Performances et autonomie : suffisant pour la quotidien

Sous le capot, un moteur électrique synchrone de 45 ch (33 kW) propulse la Spring de 0 à 100 km/h en 19,1 secondes. Pas de quoi battre des records, mais pour la ville, ses 135 Nm de couple instantané assurent des départs vifs aux feux. La vitesse maxi culmine à 125 km/h, parfait pour autoroute occasionnelle.

Côté autonomie, la batterie de 26,8 kWh offre 230 km WLTP en théorie. En test réel, j’ai bouclé 180-200 km en mixte (ville/route), avec clim et chargeurs. À Cotonou, où les trajets sont courts, ça suffit largement. La recharge est simple : 6h30 sur prise domestique (2,3 kW) ou 55 min sur borne rapide (30 kW) pour 80%. Pas de miracle, mais abordable pour les novices de l’électrique. Pour des détails supplémentaires, visitez cette page.

Confort et équipements : l’essentiel sans chichi

Au volant, la Dacia Spring surprend par son confort routier correct. Les suspensions absorbent les nids-de-poule béninois sans rechigner, et le silence électrique est reposant. Cependant, à plus de 90 km/h, le vent et les pneus bruyants se font entendre.

Les équipements sont minimalistes : clim manuelle, régulateur de vitesse, aide au stationnement arrière, et système multimédia avec Apple CarPlay/Android Auto sans fil. Sécurité basique avec ESP, antipatinage et deux airbags. Pas d’ADAS avancés, mais pour 20 000 €, c’est cohérent. En famille, les places arrière conviennent aux enfants ou adultes de petite taille – prévoyez du sur-mesure pour les grands.
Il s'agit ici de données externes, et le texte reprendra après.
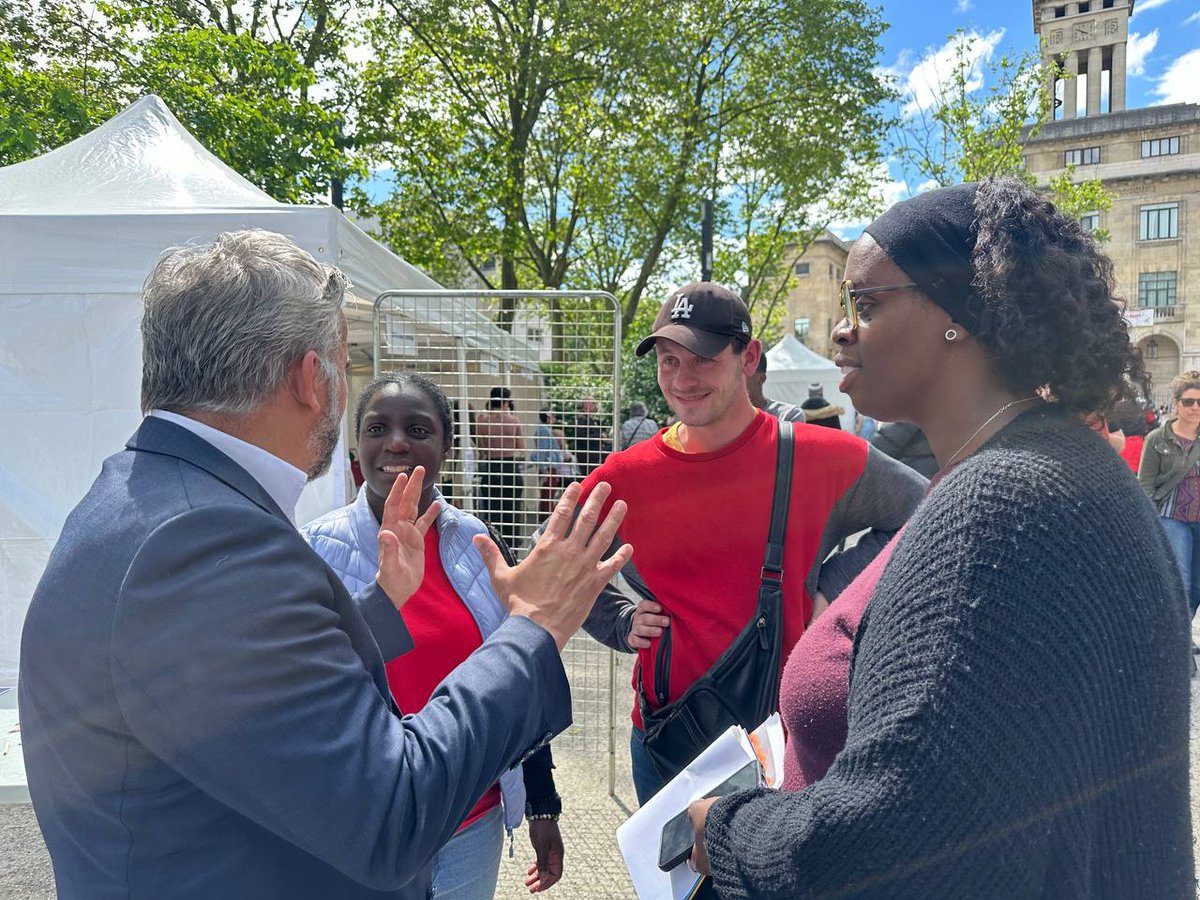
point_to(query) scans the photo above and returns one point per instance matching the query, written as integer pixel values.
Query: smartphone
(678, 834)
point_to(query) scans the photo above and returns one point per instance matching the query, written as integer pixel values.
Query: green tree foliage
(568, 144)
(972, 133)
(1078, 198)
(240, 82)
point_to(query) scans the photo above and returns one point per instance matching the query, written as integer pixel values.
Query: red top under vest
(444, 634)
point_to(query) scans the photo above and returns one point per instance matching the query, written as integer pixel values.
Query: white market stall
(81, 228)
(792, 367)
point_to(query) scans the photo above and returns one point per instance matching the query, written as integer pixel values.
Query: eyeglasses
(850, 293)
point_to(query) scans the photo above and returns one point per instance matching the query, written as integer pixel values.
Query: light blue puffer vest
(348, 540)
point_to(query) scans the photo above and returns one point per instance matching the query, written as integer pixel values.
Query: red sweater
(699, 526)
(444, 634)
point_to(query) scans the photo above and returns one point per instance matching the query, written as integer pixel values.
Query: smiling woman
(403, 421)
(1015, 723)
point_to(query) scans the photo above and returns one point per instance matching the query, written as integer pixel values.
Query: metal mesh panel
(533, 382)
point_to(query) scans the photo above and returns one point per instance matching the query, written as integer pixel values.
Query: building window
(1083, 156)
(1159, 147)
(1156, 289)
(1158, 222)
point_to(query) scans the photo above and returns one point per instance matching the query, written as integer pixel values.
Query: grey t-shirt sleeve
(881, 501)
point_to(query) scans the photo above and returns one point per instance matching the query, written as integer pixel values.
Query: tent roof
(791, 354)
(141, 160)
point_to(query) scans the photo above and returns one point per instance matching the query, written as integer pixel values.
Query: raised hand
(402, 538)
(561, 579)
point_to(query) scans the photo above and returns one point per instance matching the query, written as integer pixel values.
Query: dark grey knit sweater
(1018, 702)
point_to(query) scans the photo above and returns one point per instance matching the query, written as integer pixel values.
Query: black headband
(931, 237)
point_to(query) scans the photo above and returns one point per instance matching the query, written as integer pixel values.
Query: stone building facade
(813, 304)
(1149, 159)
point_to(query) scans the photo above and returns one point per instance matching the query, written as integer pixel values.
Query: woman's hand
(547, 846)
(699, 814)
(648, 624)
(402, 538)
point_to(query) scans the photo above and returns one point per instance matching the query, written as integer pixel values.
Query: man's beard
(323, 441)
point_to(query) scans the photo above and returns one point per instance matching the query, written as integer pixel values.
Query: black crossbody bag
(742, 688)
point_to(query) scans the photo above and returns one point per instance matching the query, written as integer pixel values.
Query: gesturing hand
(547, 845)
(559, 581)
(402, 538)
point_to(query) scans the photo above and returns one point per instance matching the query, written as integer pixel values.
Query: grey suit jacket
(204, 708)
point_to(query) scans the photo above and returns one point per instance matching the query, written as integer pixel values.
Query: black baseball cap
(703, 317)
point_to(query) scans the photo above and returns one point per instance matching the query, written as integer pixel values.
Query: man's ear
(305, 382)
(750, 358)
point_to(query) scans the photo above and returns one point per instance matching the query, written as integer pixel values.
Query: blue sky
(1163, 55)
(1163, 34)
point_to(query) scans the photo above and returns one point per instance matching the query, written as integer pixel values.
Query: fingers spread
(589, 514)
(561, 519)
(431, 515)
(492, 557)
(607, 529)
(391, 507)
(613, 564)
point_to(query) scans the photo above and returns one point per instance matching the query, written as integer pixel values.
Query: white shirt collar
(282, 480)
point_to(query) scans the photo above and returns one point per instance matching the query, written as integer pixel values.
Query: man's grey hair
(223, 322)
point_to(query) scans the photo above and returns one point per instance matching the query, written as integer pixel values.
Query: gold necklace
(990, 420)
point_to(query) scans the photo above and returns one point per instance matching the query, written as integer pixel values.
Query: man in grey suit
(203, 706)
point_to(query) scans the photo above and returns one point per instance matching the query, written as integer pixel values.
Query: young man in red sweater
(700, 498)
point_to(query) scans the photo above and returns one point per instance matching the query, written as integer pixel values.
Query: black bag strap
(771, 579)
(773, 561)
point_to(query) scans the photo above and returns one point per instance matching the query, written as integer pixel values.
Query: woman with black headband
(997, 707)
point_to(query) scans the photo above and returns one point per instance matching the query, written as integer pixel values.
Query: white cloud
(1139, 48)
(1179, 83)
(886, 191)
(922, 84)
(1146, 6)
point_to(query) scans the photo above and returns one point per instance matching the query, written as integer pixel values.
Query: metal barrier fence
(534, 383)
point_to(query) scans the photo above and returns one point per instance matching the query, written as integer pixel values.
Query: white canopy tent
(81, 228)
(792, 367)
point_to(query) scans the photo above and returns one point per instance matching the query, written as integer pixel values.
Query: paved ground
(593, 865)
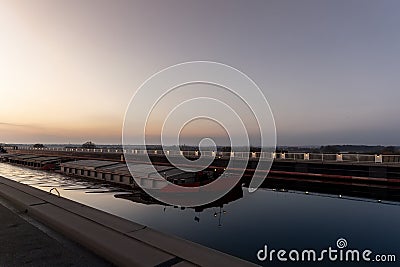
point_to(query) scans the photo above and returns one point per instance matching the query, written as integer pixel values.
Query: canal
(247, 221)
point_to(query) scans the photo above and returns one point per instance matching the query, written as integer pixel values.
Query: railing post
(378, 158)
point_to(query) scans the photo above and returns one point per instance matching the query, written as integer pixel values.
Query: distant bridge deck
(382, 170)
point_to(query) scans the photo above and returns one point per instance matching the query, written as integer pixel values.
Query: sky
(329, 69)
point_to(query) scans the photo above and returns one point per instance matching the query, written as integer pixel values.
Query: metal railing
(315, 157)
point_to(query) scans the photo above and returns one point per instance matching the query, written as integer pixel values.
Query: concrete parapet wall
(120, 241)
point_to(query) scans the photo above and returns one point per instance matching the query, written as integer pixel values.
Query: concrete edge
(116, 239)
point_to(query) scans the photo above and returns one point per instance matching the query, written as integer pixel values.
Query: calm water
(281, 220)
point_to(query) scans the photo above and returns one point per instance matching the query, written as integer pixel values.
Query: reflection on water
(242, 223)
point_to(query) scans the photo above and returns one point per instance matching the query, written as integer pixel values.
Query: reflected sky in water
(287, 220)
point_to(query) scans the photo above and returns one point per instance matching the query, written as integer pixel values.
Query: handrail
(287, 156)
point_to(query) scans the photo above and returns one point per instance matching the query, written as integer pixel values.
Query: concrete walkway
(24, 244)
(121, 242)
Prix et argument économique : le roi du rapport qualité/prix

C’est là que la Dacia Spring brille : à partir de 18 900 € (version Active), elle est l’électrique la moins chère du marché en Europe et accessible en Afrique via imports. Ajoutez le bonus écologique (jusqu’à 6 000 € en France) et des coûts d’usage ridicules : 2 €/100 km en électricité vs 8 € en essence. Assurance et entretien ? Moins chers qu’une Renault Twingo thermique.

Comparée à la Fiat 500e (32 000 €) ou Mini Electric (35 000 €), la Spring démocratise l’électrique. En Bénin, avec les subventions naissantes pour VE, elle pourrait conquérir les taxis et flottes urbaines.